Но сильнее всего остального на его чувства воздействовала река. По мере того как уходили минуты, она все больше казалась ему живым существом. Он слышал, как она журчит и играет под днищем баркаса. И одновременно с этими звуками ощущалось нечто иное и менее осязаемое: трепет, дрожь, пульсация могучего потока, жизнь реки, медленно и плавно несущей свои воды в непроницаемом мраке между берегов, покрытых дремучими лесами. Кент любил повторять: «Нетрудно распознать, как бьется сердце реки, — надо только уметь его слушать!»И он слышал его сейчас. Он чувствовал его. Ни дождь не мог его заглушить, ни плеск вычерпываемой за борт воды, и темнота не могла скрыть его от внутреннего взора, горевшего, словно пылающий уголь, в душе Кента. Река всегда приносила ему утешение во времена одиночества. Для него она превратилась в одухотворенное существо, олицетворяющее надежду, мужество, товарищество — все, что в конечном счете являлось истинно большим и великим. И этой ночью — ибо он продолжал воспринимать окружающую темноту как ночь — душа реки, казалось, нашептывала ему нечто вроде торжественной победной песни.

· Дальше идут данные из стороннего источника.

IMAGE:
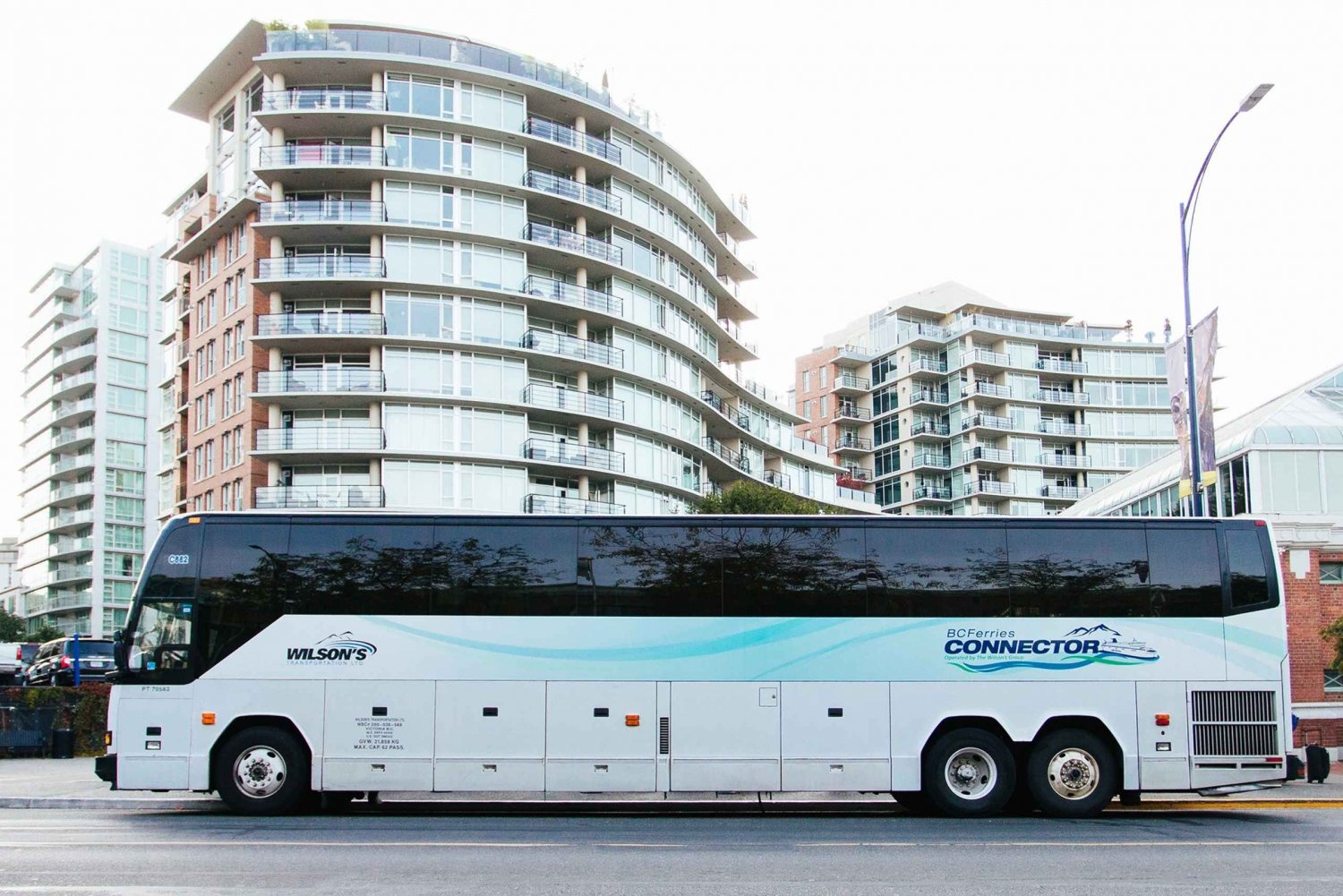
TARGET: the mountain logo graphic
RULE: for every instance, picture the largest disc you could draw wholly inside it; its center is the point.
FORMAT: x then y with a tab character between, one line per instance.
982	652
335	649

Он не мог проиграть. Таково было ощущение, властвовавшее над всеми его мыслями. Никогда еще его пульс не бился с большей четкостью, никогда еще чувство предопределенности так уверенно не охватывало его; Странными и даже нелогичными казались ему опасения, будто полиция может схватить его. Сейчас он представлял собой нечто большее, чем человек, в одиночку сражающийся за свою свободу, большее, чем некая особь, отстаивающая свое право на существование. Нечто неизмеримо более ценное, чем свобода или жизнь сама по себе, ожидало его в маленькой каютке, укрытое там во мраке. А перед ним лежал целый огромный мир! Их мир! Он особенно подчеркивал это. Тот мир, что в иллюзорных и нереальных мечтах всегда был неотъемлемой частью его жизни! Они исчезнут в этом мире. Никто никогда не отыщет их. И прелесть и величие солнца, звезд и широких и привольных просторов Богом благословенной страны всегда будут с ними!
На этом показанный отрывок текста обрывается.